How to Manage a Poorly Performing Salesperson
In a small business you can only be as strong as your weakest link, and a poor performing salesperson can seriously jeopardise your future...
For many small business managers, performance management is one of their least favourite jobs – it conjures up memories of awkward conversations, anger, defensiveness and finger pointing – situations that they would much rather avoid.
But the fact is, a small business can carry no passengers – especially when it comes to sales, where poor performance can acutely impact the bottom line.
However, addressing poorly performing salespeople needn’t be a headache. Done right, it should be a positive experience for both parties that ultimately results in happier staff and a more profitable business – a win/ win for both parties. The key is to follow this formulaic process, which can be replicated across all departments of the business:
- Defining performance
- Tactics for managing behaviours
- Your role in developing employees
For performance management to be successful, both the salesperson and manager need to be clear on what constitutes ‘poor performance.’ It cannot be simply based upon ‘the salesperson isn’t converting enough sales’ – there must be a structure and system of what is expected of both parties that is objective and not subjective.

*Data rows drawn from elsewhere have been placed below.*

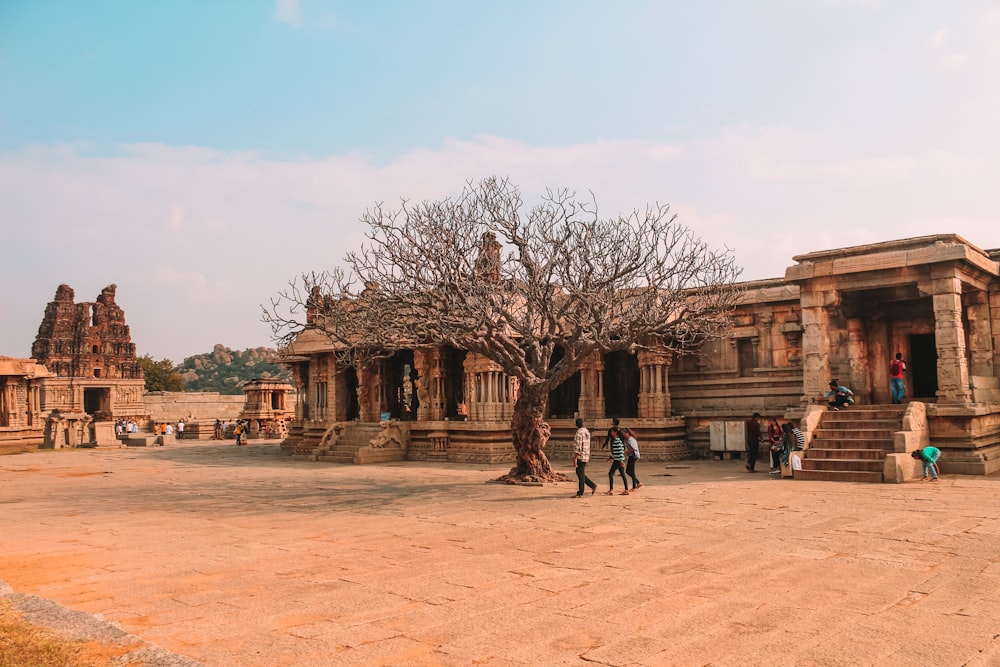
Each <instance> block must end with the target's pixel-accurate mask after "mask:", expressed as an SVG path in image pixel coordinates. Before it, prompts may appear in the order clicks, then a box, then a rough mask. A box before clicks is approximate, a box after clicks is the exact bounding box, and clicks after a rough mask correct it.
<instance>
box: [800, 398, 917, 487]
mask: <svg viewBox="0 0 1000 667" xmlns="http://www.w3.org/2000/svg"><path fill="white" fill-rule="evenodd" d="M903 411H904V408H903V407H901V406H880V405H871V406H855V407H851V408H846V409H841V410H837V411H832V410H831V411H830V412H827V413H825V414H824V415H823V417H822V419H821V420H820V423H819V425H818V427H817V428H816V430H815V431H813V440H812V443H811V445H810V447H809V449H808V450H806V455H805V458H803V459H802V469H801V470H796V471H795V473H794V476H795V479H811V480H825V481H842V482H882V481H884V480H883V470H884V466H885V458H886V455H887V454H889V453H891V452H893V451H895V443H894V434H895V432H896V431H898V430H900V429H901V428H902V418H903Z"/></svg>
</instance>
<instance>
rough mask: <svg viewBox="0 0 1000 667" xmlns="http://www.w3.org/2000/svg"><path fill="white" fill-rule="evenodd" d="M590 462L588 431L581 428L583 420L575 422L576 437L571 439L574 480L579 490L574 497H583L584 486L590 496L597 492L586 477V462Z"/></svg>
mask: <svg viewBox="0 0 1000 667" xmlns="http://www.w3.org/2000/svg"><path fill="white" fill-rule="evenodd" d="M589 461H590V431H588V430H587V429H586V428H585V427H584V426H583V420H582V419H577V420H576V435H575V436H574V437H573V467H574V468H576V479H577V482H579V485H580V488H579V489H578V490H577V492H576V497H577V498H579V497H580V496H582V495H583V487H584V485H586V486H589V487H590V495H594V492H595V491H597V484H595V483H594V482H593V481H592V480H591V479H590V478H589V477H587V462H589Z"/></svg>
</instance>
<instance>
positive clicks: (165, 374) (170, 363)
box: [139, 354, 184, 391]
mask: <svg viewBox="0 0 1000 667" xmlns="http://www.w3.org/2000/svg"><path fill="white" fill-rule="evenodd" d="M139 365H140V366H141V367H142V374H143V375H144V376H145V378H146V391H184V380H182V379H181V376H180V373H178V372H177V371H175V370H174V362H172V361H170V360H169V359H161V360H160V361H154V360H153V357H152V356H150V355H148V354H144V355H143V356H141V357H139Z"/></svg>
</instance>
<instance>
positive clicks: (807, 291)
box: [799, 284, 840, 403]
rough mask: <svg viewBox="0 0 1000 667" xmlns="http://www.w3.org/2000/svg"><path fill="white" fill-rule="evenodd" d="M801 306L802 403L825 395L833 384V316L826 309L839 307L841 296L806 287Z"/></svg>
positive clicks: (802, 288) (799, 297)
mask: <svg viewBox="0 0 1000 667" xmlns="http://www.w3.org/2000/svg"><path fill="white" fill-rule="evenodd" d="M799 300H800V303H801V305H802V386H803V391H804V392H805V394H804V395H803V397H802V401H803V403H810V402H811V401H812V399H813V398H814V397H816V396H819V395H820V394H823V393H825V392H826V391H827V389H828V383H829V382H830V315H829V311H828V310H827V308H829V307H831V306H839V305H840V294H839V293H838V292H835V291H823V290H820V289H815V288H810V286H809V285H808V284H807V285H803V286H802V290H801V292H800V297H799Z"/></svg>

Mutual mystification will make any form of performance management impossible – only when salespeople know what is expected of them can they be held accountable. To put this into place you need to align salespeople with both leading and lagging indicators. In sales a lagging indicator is what have they sold this quarter; leading indicators are the activities that they need to do to get future business in.
To put this into context – of course a successful salesperson should be converting sales, but they also need to spend time building a pipeline. This is a common trap that both managers and salespeople fall into – they put the onus on immediate opportunities, rather than investing effort and resources into future business.
If a salesperson is only being judged on what they are converting, then it stands to reason they will not be putting considerable effort into the longer-term contracts. By ensuring that the salesperson is being measured on both it means that the business can plan and forecast future business successfully – and ultimately the salesperson is less likely to feel demotivated and performance issues can be automatically negated.
Tactics for managing behaviours
For salespeople having targets for lagging and leading indicators certainly provides some clarity for both parties when it comes to identifying poor performance, but it is essential that these targets are realistic and achievable; and can be evidenced and measured.
The business also needs to consider how they can move from negative reinforcement to positive – so as well as having systems to address poor performance, they should also have processes for rewarding salespeople that are exceeding their KPIs. It is well evidenced that employees are infinitely more motivated by the carrot not the stick – meetings that focus on how the business will reward, rather than penalise, performance will shift the mind-set of the salespeople from fear to incentivisation.
It is also crucial to ensure that salespeople aren’t just measured by targets – they must also be managed via their “behaviours,” not just their results. Behaviours are the skills and way in which people work that will enable them to be successful in their role.
A good way to think about this is the fundamental difference between ‘saviours vs. systems’ – someone who is naturally gifted at sales will thrive if they are just measured by sales targets, but this isn’t necessarily good for the team or company. These people tend to do more harm than good – they are also less likely to follow rules and be a team player.
Because they keep closing their maverick behavior will be tolerated, which will ultimately disrupt the workplace and cause unhappiness among staff, as they are innately talented they cannot teach others their skills. They are also less likely to loyal – quickly being tempted away by a competitor, taking their contacts with them.
By measuring behaviours, such as attention to detail (so documenting how they are following systems), communication etc., you are reinforcing and measuring the skills they need to perform well. It will also highlight areas of weaknesses and lack of skills that can be addressed via coaching or training.
Your role in developing employees
Lastly, as the manager you must take ultimate responsibility for the performance of your salespeople. Ideally, your salespeople should be assessed and given a development plan on day one. Your salespeople are the lifeblood of the business – they deserve you spending the time to identify the conceptual issues that could hold them back, and to be given the clarity they need on KPIs for lagging/ leading indicators and behaviours.
With this in place, you will feel much more in control when it comes to performance management and, crucially, it will be a much more positive experience for all parties.